Metrics view

A series of metrics to help you evaluate your data and your model.

When you select a model from the Model tab, you will have three views to choose from, the gallery view, the metrics view, and the projector view.

The metrics view helps you analyze the distribution of annotations and predictions in your data, evaluate the performance of a model, and quantitatively compare two models.

Switch to the metrics view by clicking this metrics icon in the top right corner.

Switch to the metrics view by clicking the metrics icon in the top right corner

Data analytics

The metrics view provides analytics about the distribution of annotations and predictions in the model run.

Annotations distribution

A histogram displays the distribution of annotations in a model run.

Every line in the histogram represents a feature. If the feature has sub-features, you can see the distribution of sub-features by clicking on the arrow to the left of the histogram line.

By default, Labelbox displays the distribution of annotations for the top 100 features. Users can display even more features by clicking on Load more.

The "airplane" feature is the most represented annotation in the Model Run

The “airplane” feature is the most represented annotation in the model run

Predictions distribution

Similarly, this histogram displays the distribution of predictions in the model run.

The "airplane" feature is the most represented prediction in the Model Run

The “airplane” feature is the most represented prediction in the model run

Data analytics on a subset of data

The annotations and predictions histograms work exactly like the gallery view. if you use filters to search data in the model run, only the filtered data rows will appear in the histograms. These histograms are designed to help you understand the distribution of annotations and predictions on a specific subset of data.

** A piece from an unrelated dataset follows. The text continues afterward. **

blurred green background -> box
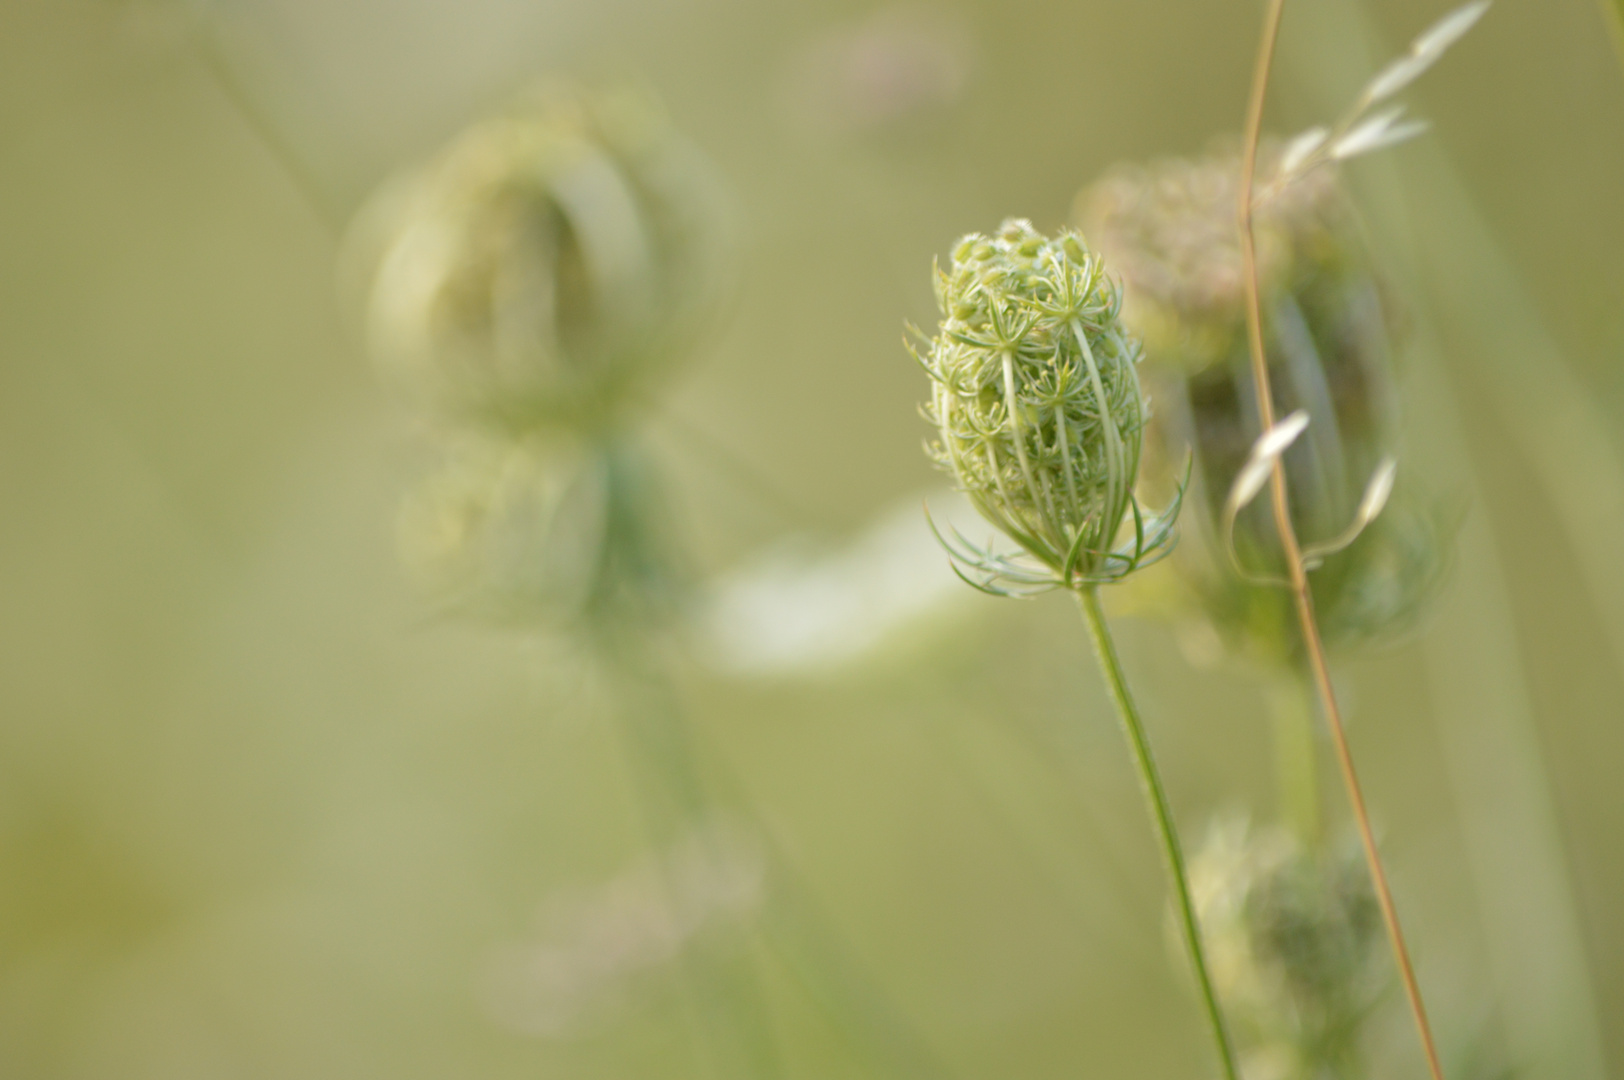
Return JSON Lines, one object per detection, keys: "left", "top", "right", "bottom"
{"left": 2, "top": 1, "right": 1623, "bottom": 1077}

Data analytics on each data split

Machine learning teams typically want to do the following:
a) analyze the distribution of annotations and predictions on each data split
b) surface discrepancies among splits

To visualize the analytics histograms for a specific data split, click on Training, Validate, or Test. The histograms will update, in the user interface, to reflect the distribution of annotations and predictions on the selected split.

Filter data using analytics histograms

Annotations and predictions histograms are interactive. Indeed, you can simply click on any histogram bar, to visualize the corresponding data rows in the gallery view of the model run.

Here's what is happening behind the scenes:

  • Labelbox opens the gallery view of the model run (you were in the metrics view so far) so that you can visualize data rows
  • Labelbox adds a filter in the model run, to narrow down to the data rows associated with the histogram bar you clicked

Compare data analytics for two datasets

When comparing two model runs, you can compare their distribution of annotations and predictions.

Model metrics

The metrics view provides quantitative metrics to compare predictions and annotations. These metrics are helpful to surface areas of agreement and disagreement between model predictions and ground truths. This helps machine learning teams analyze model performance, find model errors, find labeling mistakes, and surface low-confident predictions.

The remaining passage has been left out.